Daniela Szeőke
Venus Rising, 2024
Digital painting on canvas, 16” x 20”.
Read Artist Statement
Venus Rising portrays a magical realist landscape of low hills under a dawn sky. In the foreground, the Venus de Milo—a symbol of Eurocentric art history—stands beside a stark white museum wall, its shadow stretching across the earth. Looming in the distance, a colossal pre-Columbian “Venus” de Tacarigua leaps over the hills, stirring clouds of dust as it approaches. Above, the planet Venus hangs in the sky, bridging these two figures and symbolizing the pervasive influence of Eurocentric knowledge systems. The Roman-named planet reminds us of how colonial systems have renamed and reframed the world, shaping global understandings of history and even the cosmos.

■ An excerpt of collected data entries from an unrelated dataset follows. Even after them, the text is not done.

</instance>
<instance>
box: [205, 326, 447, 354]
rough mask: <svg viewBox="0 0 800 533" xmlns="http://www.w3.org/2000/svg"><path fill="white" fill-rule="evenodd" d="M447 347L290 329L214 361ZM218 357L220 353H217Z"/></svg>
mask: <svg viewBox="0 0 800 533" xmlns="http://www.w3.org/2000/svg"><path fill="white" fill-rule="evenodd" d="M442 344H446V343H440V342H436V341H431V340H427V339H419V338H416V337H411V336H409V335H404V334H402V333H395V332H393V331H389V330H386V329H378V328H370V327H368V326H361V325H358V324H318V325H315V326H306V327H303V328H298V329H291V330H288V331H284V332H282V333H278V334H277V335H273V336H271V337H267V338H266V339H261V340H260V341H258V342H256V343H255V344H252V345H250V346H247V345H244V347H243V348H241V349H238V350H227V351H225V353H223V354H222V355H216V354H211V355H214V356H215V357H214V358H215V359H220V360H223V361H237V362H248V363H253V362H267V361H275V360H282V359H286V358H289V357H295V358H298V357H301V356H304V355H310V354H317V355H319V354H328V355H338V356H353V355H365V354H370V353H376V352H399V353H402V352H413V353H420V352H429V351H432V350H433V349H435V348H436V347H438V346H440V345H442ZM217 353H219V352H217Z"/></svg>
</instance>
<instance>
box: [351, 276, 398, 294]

This painting enacts a mutual haunting. The “Venus” de Tacarigua, miscast under a Eurocentric lens, asserts its presence by “haunting back” the Venus de Milo, revealing the fragility of the Western art canon’s claim to universality. Yet, the haunting is joyous, reflecting the vitality and resilience of pre-Columbian cultures. By embracing dynamism and play, “Venus” Rising demonstrates how ancestral and digital processes can forge new paths toward cultural reclamation and renewal.